Bringing a different perspective to the music of tango, The Tango Decades is an 8-part series focusing on a horizontal slice of what was hot, decade by decade, as tango blossomed over 40 years. This fifth episode is focused on 1945 to 1949, and explores how the role of the singer was linked to developments in recording technologies. That’s this Sunday on Tango Capital, 7:00pm to 8:00pm:
- broadcasting on 2xxfm 98.3 in Canberra,
- streaming live and also on demand from http://www.2xxfm.org.au
Image: The history of tango is intertwined with the development of audio technologies and none more so than recording. Tango started to emerge in the mid-19th century but recording technology was only widely available from 1888. There are fragments of tango recordings from the 1890s but these may not be commercial; use of the technology was not widespread in Argentina and they may be ‘one-off’ as early cylinder players also made recordings. Then a series of technical improvements between 1895 and 1903 gave shellac discs advantages over wax cylinders, but the real impact was that discs were cheaper to make and much more compact for packaging and storage; with a big price differential they effectively displaced cylinders by 1910.

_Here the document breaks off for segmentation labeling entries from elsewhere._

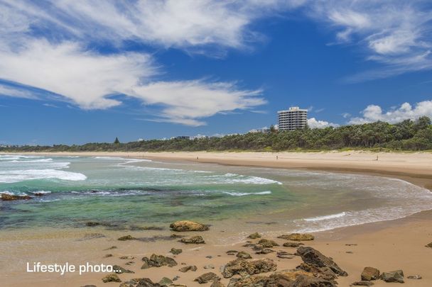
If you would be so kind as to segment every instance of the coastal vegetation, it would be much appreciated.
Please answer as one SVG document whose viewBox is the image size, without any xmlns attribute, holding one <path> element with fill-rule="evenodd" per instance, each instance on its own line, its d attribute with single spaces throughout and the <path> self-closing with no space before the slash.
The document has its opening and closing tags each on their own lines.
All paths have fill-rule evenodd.
<svg viewBox="0 0 432 287">
<path fill-rule="evenodd" d="M 206 138 L 150 140 L 121 143 L 92 142 L 82 145 L 25 145 L 0 148 L 3 152 L 162 152 L 223 150 L 326 150 L 341 149 L 392 150 L 432 150 L 431 119 L 405 120 L 396 124 L 377 121 L 338 128 L 309 128 L 293 131 L 272 129 L 269 133 L 249 133 Z"/>
</svg>

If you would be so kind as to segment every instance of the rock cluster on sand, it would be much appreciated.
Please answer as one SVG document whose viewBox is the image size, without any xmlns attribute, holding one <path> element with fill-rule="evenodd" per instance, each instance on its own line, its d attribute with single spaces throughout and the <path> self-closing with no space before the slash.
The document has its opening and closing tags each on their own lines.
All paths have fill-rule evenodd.
<svg viewBox="0 0 432 287">
<path fill-rule="evenodd" d="M 185 266 L 184 267 L 180 268 L 180 269 L 178 269 L 179 271 L 183 272 L 183 273 L 188 272 L 189 271 L 195 271 L 197 270 L 198 270 L 198 268 L 195 265 Z"/>
<path fill-rule="evenodd" d="M 205 242 L 204 241 L 204 240 L 202 239 L 202 237 L 200 236 L 193 236 L 192 237 L 190 238 L 182 238 L 180 240 L 180 242 L 187 244 L 204 244 L 205 243 Z"/>
<path fill-rule="evenodd" d="M 170 252 L 173 254 L 174 255 L 178 255 L 183 252 L 183 251 L 182 249 L 178 249 L 176 248 L 171 248 L 171 249 L 170 250 Z"/>
<path fill-rule="evenodd" d="M 342 270 L 333 259 L 323 255 L 321 252 L 312 247 L 300 247 L 297 249 L 297 254 L 300 255 L 302 260 L 309 265 L 318 268 L 328 267 L 336 274 L 342 276 L 348 275 L 347 272 Z"/>
<path fill-rule="evenodd" d="M 200 284 L 204 284 L 212 281 L 219 281 L 220 277 L 214 274 L 213 272 L 208 272 L 201 275 L 199 277 L 195 278 L 194 281 L 198 282 Z"/>
<path fill-rule="evenodd" d="M 16 196 L 15 194 L 7 194 L 7 193 L 1 193 L 1 200 L 2 201 L 22 201 L 22 200 L 28 200 L 31 199 L 31 196 Z"/>
<path fill-rule="evenodd" d="M 362 281 L 377 280 L 379 278 L 379 270 L 374 267 L 364 267 L 361 278 Z"/>
<path fill-rule="evenodd" d="M 222 275 L 225 278 L 231 278 L 238 274 L 242 276 L 259 274 L 276 271 L 277 265 L 269 259 L 246 260 L 242 258 L 228 262 L 223 269 Z"/>
<path fill-rule="evenodd" d="M 247 237 L 250 238 L 250 239 L 258 239 L 258 238 L 261 238 L 261 235 L 258 232 L 255 232 L 255 233 L 252 233 L 252 235 L 249 235 Z"/>
<path fill-rule="evenodd" d="M 163 255 L 152 254 L 150 257 L 150 259 L 148 257 L 143 257 L 142 261 L 144 261 L 144 264 L 141 267 L 141 269 L 146 269 L 150 267 L 161 267 L 163 266 L 173 267 L 177 265 L 176 260 Z"/>
<path fill-rule="evenodd" d="M 278 238 L 293 241 L 307 241 L 313 240 L 315 237 L 311 234 L 308 233 L 291 233 L 278 236 Z"/>
<path fill-rule="evenodd" d="M 179 232 L 185 231 L 205 231 L 208 230 L 208 225 L 189 220 L 176 221 L 170 225 L 170 228 Z"/>
<path fill-rule="evenodd" d="M 165 286 L 165 285 L 163 285 Z M 136 278 L 124 282 L 119 287 L 162 287 L 163 285 L 154 283 L 148 278 Z"/>
<path fill-rule="evenodd" d="M 404 283 L 404 271 L 396 270 L 389 272 L 383 272 L 381 278 L 386 282 Z"/>
<path fill-rule="evenodd" d="M 108 274 L 104 278 L 102 278 L 102 281 L 104 283 L 108 282 L 122 282 L 122 280 L 119 278 L 117 274 Z"/>
<path fill-rule="evenodd" d="M 132 237 L 132 235 L 125 235 L 125 236 L 119 237 L 119 239 L 117 239 L 117 240 L 120 240 L 120 241 L 136 240 L 136 238 Z"/>
</svg>

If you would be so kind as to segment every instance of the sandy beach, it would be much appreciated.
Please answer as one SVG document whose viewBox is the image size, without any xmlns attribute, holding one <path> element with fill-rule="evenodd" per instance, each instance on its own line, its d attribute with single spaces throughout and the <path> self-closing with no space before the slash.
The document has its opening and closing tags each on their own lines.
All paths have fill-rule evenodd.
<svg viewBox="0 0 432 287">
<path fill-rule="evenodd" d="M 193 161 L 211 162 L 227 165 L 254 166 L 285 169 L 317 169 L 336 172 L 364 173 L 401 179 L 416 185 L 431 188 L 432 186 L 432 154 L 428 152 L 386 153 L 370 152 L 80 152 L 50 154 L 50 155 L 80 156 L 115 156 L 124 157 L 146 158 L 169 161 Z M 431 207 L 432 208 L 432 206 Z M 405 286 L 431 286 L 432 266 L 431 255 L 432 248 L 426 244 L 432 242 L 432 212 L 424 211 L 396 220 L 379 222 L 315 233 L 313 241 L 303 242 L 306 246 L 319 250 L 324 255 L 331 257 L 347 276 L 339 276 L 337 281 L 340 286 L 348 286 L 354 281 L 360 280 L 360 274 L 365 266 L 372 266 L 381 271 L 402 269 L 405 274 Z M 186 218 L 185 218 L 186 219 Z M 240 227 L 241 228 L 241 227 Z M 256 230 L 263 238 L 275 240 L 281 246 L 274 247 L 275 251 L 295 253 L 296 248 L 282 247 L 286 240 L 276 238 L 274 235 L 266 234 L 265 230 Z M 169 236 L 171 231 L 112 231 L 100 227 L 70 230 L 56 230 L 47 228 L 45 236 L 28 234 L 24 238 L 18 237 L 14 231 L 2 231 L 0 236 L 1 245 L 12 241 L 19 242 L 31 249 L 31 254 L 46 254 L 47 259 L 56 254 L 55 260 L 61 261 L 65 258 L 74 258 L 78 264 L 92 261 L 109 264 L 118 264 L 134 274 L 119 275 L 124 281 L 133 278 L 146 277 L 158 282 L 163 277 L 171 279 L 180 276 L 175 283 L 188 286 L 200 286 L 193 280 L 198 276 L 213 271 L 220 277 L 220 266 L 236 259 L 234 255 L 227 254 L 227 251 L 234 249 L 249 253 L 254 259 L 269 258 L 277 264 L 277 270 L 296 268 L 301 263 L 301 259 L 281 259 L 276 252 L 268 254 L 256 254 L 250 247 L 243 247 L 248 240 L 256 243 L 257 240 L 248 240 L 244 237 L 242 242 L 232 246 L 217 246 L 212 244 L 212 238 L 223 236 L 224 230 L 220 227 L 202 232 L 183 232 L 182 235 L 201 235 L 207 242 L 205 244 L 184 244 L 177 240 L 143 242 L 139 240 L 119 241 L 117 238 L 130 234 L 136 237 L 151 237 L 155 235 Z M 102 234 L 104 237 L 80 240 L 88 234 Z M 23 236 L 22 234 L 19 235 Z M 87 235 L 88 236 L 88 235 Z M 117 248 L 107 250 L 112 246 Z M 71 247 L 73 247 L 72 250 Z M 171 248 L 180 248 L 183 252 L 178 255 L 169 253 Z M 22 248 L 4 249 L 1 254 L 14 252 L 14 258 L 23 264 L 31 257 L 25 256 Z M 141 269 L 141 257 L 150 257 L 155 253 L 173 257 L 178 264 L 173 267 L 163 266 Z M 104 258 L 107 254 L 112 257 Z M 74 255 L 75 254 L 75 255 Z M 129 256 L 130 260 L 120 259 L 122 256 Z M 127 261 L 133 261 L 125 265 Z M 195 265 L 196 271 L 182 273 L 178 269 L 186 265 Z M 211 264 L 214 269 L 204 269 Z M 409 279 L 408 276 L 421 275 L 421 280 Z M 5 286 L 80 286 L 86 284 L 95 286 L 119 286 L 119 283 L 102 283 L 104 274 L 86 274 L 84 275 L 66 274 L 58 276 L 49 274 L 29 274 L 16 271 L 8 274 L 2 279 Z M 229 279 L 222 278 L 221 282 L 227 285 Z M 381 280 L 374 281 L 374 286 L 384 286 L 389 284 Z M 210 283 L 207 285 L 210 286 Z"/>
</svg>

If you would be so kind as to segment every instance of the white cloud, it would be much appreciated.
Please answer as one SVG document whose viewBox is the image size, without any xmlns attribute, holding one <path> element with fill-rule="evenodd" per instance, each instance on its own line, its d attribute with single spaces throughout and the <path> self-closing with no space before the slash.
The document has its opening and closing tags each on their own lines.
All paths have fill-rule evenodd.
<svg viewBox="0 0 432 287">
<path fill-rule="evenodd" d="M 164 106 L 159 120 L 189 125 L 205 124 L 199 118 L 266 103 L 258 96 L 261 90 L 240 90 L 234 83 L 202 80 L 157 81 L 136 86 L 134 93 L 148 104 Z"/>
<path fill-rule="evenodd" d="M 362 47 L 381 67 L 346 78 L 350 82 L 432 69 L 428 1 L 327 0 L 309 1 L 309 15 L 336 31 L 338 43 Z"/>
<path fill-rule="evenodd" d="M 404 103 L 399 107 L 387 111 L 383 111 L 379 106 L 369 105 L 362 111 L 362 117 L 351 118 L 349 123 L 358 125 L 377 120 L 395 123 L 404 120 L 416 120 L 424 116 L 432 118 L 432 101 L 416 103 L 414 107 L 409 103 Z"/>
<path fill-rule="evenodd" d="M 118 106 L 122 102 L 109 96 L 124 94 L 145 104 L 161 105 L 159 121 L 200 125 L 205 122 L 198 119 L 265 103 L 257 96 L 261 90 L 239 89 L 234 83 L 154 81 L 158 68 L 143 53 L 101 55 L 76 43 L 44 40 L 33 41 L 17 52 L 0 50 L 0 59 L 1 78 L 61 95 L 85 109 Z M 14 93 L 9 94 L 26 94 Z"/>
<path fill-rule="evenodd" d="M 317 120 L 315 118 L 308 119 L 308 125 L 310 128 L 324 128 L 328 127 L 338 127 L 337 123 L 329 123 L 325 120 Z"/>
<path fill-rule="evenodd" d="M 36 99 L 38 97 L 29 91 L 21 89 L 18 88 L 12 88 L 0 84 L 0 95 L 6 96 L 12 96 L 16 98 L 23 98 Z"/>
</svg>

Tango capitalised on this cheap opportunity. Pedro Maffia started recording tangos from 1911, Juan Maglio from 1912, Carlos Gardel from 1917. Key patents covering disc recordings expired around 1919 and the result was an explosion of new companies but it was not until the mid-1920s that the speed of disc recordings was standardised at 78 revolutions per minute (nominal) and domestic sales expanded. From this time popular voices such as Carlos Gardel, Azucena Maizani, and Rosita Quiroga made some recordings with tango orquestas such as Canaro’s but once electric recording using microphones instead of acoustic horns arrived in Argentina in late 1926 singing was also re-introduced by Canaro as an integral element of tango for dancing in the form of the estrabillista. Gradually the balance shifted as during the 1940s and 1950s singers drove record sales.
Recordings also changed the way tango was experienced. Tango DJs playing shellac recordings emerged in the late 1920s. Recordings also offered opportunities to radio stations as early negotiations between the then-nascent technologies of recording and radio recognised that it was to their mutual benefit to co-operate. From the 1920s onwards recordings of tango music were thus piped into every home in Buenos Aires.